Use the following code cell to define helper functions for creating inputs to
a processing job.

In [None]:
def create_flow_notebook_processing_input(base_dir, flow_s3_uri):
    return {
        "InputName": "flow",
        "S3Input": {
            "LocalPath": f"{base_dir}/flow",
            "S3Uri": flow_s3_uri,
            "S3DataType": "S3Prefix",
            "S3InputMode": "File",
        },
    }

def create_s3_processing_input(base_dir, name, dataset_definition):
    return {
        "InputName": name,
        "S3Input": {
            "LocalPath": f"{base_dir}/{name}",
            "S3Uri": dataset_definition["s3ExecutionContext"]["s3Uri"],
            "S3DataType": "S3Prefix",
            "S3InputMode": "File",
        },
    }

def create_redshift_processing_input(base_dir, name, dataset_definition):
    return {
        "InputName": name,
        "DatasetDefinition": {
            "RedshiftDatasetDefinition": {
                "ClusterId": dataset_definition["clusterIdentifier"],
                "Database": dataset_definition["database"],
                "DbUser": dataset_definition["dbUser"],
                "QueryString": dataset_definition["queryString"],
                "ClusterRoleArn": dataset_definition["unloadIamRole"],
                "OutputS3Uri": f'{dataset_definition["s3OutputLocation"]}{name}/',
                "OutputFormat": dataset_definition["outputFormat"].upper(),
            },
            "LocalPath": f"{base_dir}/{name}",
        },
    }

def create_athena_processing_input(base_dir, name, dataset_definition):
    return {
        "InputName": name,
        "DatasetDefinition": {
            "AthenaDatasetDefinition": {
                "Catalog": dataset_definition["catalogName"],
                "Database": dataset_definition["databaseName"],
                "QueryString": dataset_definition["queryString"],
                "OutputS3Uri": f'{dataset_definition["s3OutputLocation"]}{name}/',
                "OutputFormat": dataset_definition["outputFormat"].upper(),
            },
            "LocalPath": f"{base_dir}/{name}",
        },
    }

def create_processing_inputs(processing_dir, flow, flow_uri):
    """Helper function for creating processing inputs
    :param flow: loaded data wrangler flow notebook
    :param flow_uri: S3 URI of the data wrangler flow notebook
    """
    processing_inputs = []
    flow_processing_input = create_flow_notebook_processing_input(processing_dir, flow_uri)
    processing_inputs.append(flow_processing_input)

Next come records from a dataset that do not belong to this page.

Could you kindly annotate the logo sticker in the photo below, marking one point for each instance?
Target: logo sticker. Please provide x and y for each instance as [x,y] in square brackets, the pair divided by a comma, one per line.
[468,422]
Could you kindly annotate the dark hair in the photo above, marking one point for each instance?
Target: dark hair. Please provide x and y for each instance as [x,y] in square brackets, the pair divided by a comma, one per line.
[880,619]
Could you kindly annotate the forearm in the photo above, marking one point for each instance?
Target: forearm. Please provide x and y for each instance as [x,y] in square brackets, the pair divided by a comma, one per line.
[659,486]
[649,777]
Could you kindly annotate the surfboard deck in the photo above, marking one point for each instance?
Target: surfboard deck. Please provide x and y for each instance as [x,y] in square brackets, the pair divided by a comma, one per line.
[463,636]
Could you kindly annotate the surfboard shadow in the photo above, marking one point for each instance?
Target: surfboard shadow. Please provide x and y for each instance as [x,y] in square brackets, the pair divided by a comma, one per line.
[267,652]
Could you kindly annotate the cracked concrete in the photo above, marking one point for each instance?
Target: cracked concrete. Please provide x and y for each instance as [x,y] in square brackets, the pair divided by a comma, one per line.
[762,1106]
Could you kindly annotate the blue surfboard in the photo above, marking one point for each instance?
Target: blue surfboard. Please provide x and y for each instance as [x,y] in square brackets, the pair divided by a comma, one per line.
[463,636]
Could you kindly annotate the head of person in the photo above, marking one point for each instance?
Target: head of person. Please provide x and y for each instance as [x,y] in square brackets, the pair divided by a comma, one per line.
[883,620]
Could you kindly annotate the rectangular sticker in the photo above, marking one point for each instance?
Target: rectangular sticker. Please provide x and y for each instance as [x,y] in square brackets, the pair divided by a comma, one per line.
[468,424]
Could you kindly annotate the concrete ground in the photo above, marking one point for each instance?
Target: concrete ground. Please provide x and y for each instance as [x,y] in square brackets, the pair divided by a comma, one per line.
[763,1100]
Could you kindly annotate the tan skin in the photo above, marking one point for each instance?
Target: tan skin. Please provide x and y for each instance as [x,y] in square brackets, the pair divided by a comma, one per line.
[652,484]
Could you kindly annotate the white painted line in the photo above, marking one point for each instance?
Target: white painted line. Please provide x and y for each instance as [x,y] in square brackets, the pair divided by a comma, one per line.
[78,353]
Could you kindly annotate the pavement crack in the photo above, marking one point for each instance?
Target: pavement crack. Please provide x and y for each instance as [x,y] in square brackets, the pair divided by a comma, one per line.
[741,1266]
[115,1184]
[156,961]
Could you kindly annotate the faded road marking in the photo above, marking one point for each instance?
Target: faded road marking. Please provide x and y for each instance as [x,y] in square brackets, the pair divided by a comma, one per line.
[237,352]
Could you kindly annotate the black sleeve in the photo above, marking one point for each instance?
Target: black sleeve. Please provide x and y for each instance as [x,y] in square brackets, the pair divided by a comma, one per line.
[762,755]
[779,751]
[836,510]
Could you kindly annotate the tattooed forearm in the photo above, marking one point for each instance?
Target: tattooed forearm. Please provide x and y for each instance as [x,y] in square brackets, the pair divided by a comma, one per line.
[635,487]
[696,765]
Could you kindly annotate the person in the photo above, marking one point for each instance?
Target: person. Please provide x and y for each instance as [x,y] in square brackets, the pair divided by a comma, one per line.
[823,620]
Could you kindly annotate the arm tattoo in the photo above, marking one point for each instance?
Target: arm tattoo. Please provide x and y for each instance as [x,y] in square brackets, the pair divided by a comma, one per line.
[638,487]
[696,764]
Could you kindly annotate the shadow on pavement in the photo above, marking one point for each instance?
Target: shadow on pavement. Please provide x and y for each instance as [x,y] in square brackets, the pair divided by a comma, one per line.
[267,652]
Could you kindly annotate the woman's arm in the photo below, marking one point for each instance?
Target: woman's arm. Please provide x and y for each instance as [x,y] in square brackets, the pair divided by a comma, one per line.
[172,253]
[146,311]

    for node in flow["nodes"]:
        if "dataset_definition" in node["parameters"]:
            data_def = node["parameters"]["dataset_definition"]
            name = data_def["name"]
            source_type = data_def["datasetSourceType"]

            if source_type == "S3":
                s3_processing_input = create_s3_processing_input(
                    processing_dir, name, data_def)
                processing_inputs.append(s3_processing_input)
            elif source_type == "Athena":
                athena_processing_input = create_athena_processing_input(
                    processing_dir, name, data_def)
                processing_inputs.append(athena_processing_input)
            elif source_type == "Redshift":
                redshift_processing_input = create_redshift_processing_input(
                    processing_dir, name, data_def)
                processing_inputs.append(redshift_processing_input)
            else:
                raise ValueError(f"{source_type} is not supported for Data Wrangler Processing.")
    return processing_inputs

## Start ProcessingJob
Now, the Processing Job is submitted to a boto client. The status of the processing job is
monitored with the boto client, and this notebook waits until the job is no longer 'InProgress'.

In [None]:
# Processing job name
print(f'Processing Job Name: {processing_job_name}')

processingResources = {
        'ClusterConfig': {
            'InstanceCount': 1,
            'InstanceType': 'ml.m5.4xlarge',
            'VolumeSizeInGB': 30
        }
    }

appSpecification = {'ImageUri': container_uri}

sagemaker_client.create_processing_job(
        ProcessingInputs=create_processing_inputs(processing_dir, flow, flow_uri),
        ProcessingOutputConfig={
            'Outputs': [
                {
                    'OutputName': '76b4470a-6f43-46b8-be22-f0377a21c62d.default',
                    'FeatureStoreOutput': {
                        'FeatureGroupName': feature_group_name
                    },
                    'AppManaged': True
                }
            ],
        },
        ProcessingJobName=processing_job_name,
        ProcessingResources=processingResources,
        AppSpecification=appSpecification,
        RoleArn=iam_role
    )


status = sagemaker_client.describe_processing_job(ProcessingJobName=processing_job_name)

while status['ProcessingJobStatus'] in ('InProgress', 'Failed'):
    if status['ProcessingJobStatus'] == 'Failed':
        raise RuntimeError(f"Processing Job failed: {status}")
    status = sagemaker_client.describe_processing_job(ProcessingJobName=processing_job_name)
    print(status['ProcessingJobStatus'])
    time.sleep(60)

print(status)


### Cleanup
Uncomment the following code cell to revert the SageMaker Python SDK to the original version used
before running this notebook. This notebook upgrades the SageMaker Python SDK to 2.x, which may
cause other example notebooks to break. To learn more about the changes introduced in the
SageMaker Python SDK 2.x update, see
[Use Version 2.x of the SageMaker Python SDK.](https://sagemaker.readthedocs.io/en/stable/v2.html).

In [None]:
# _ = subprocess.check_call(
#     [sys.executable, "-m", "pip", "install", f"sagemaker=={original_version}"]
# )

In [None]:
%%javascript

try {
    Jupyter.notebook.save_checkpoint();
    Jupyter.notebook.session.delete();
}
catch(err) {
    // NoOp
}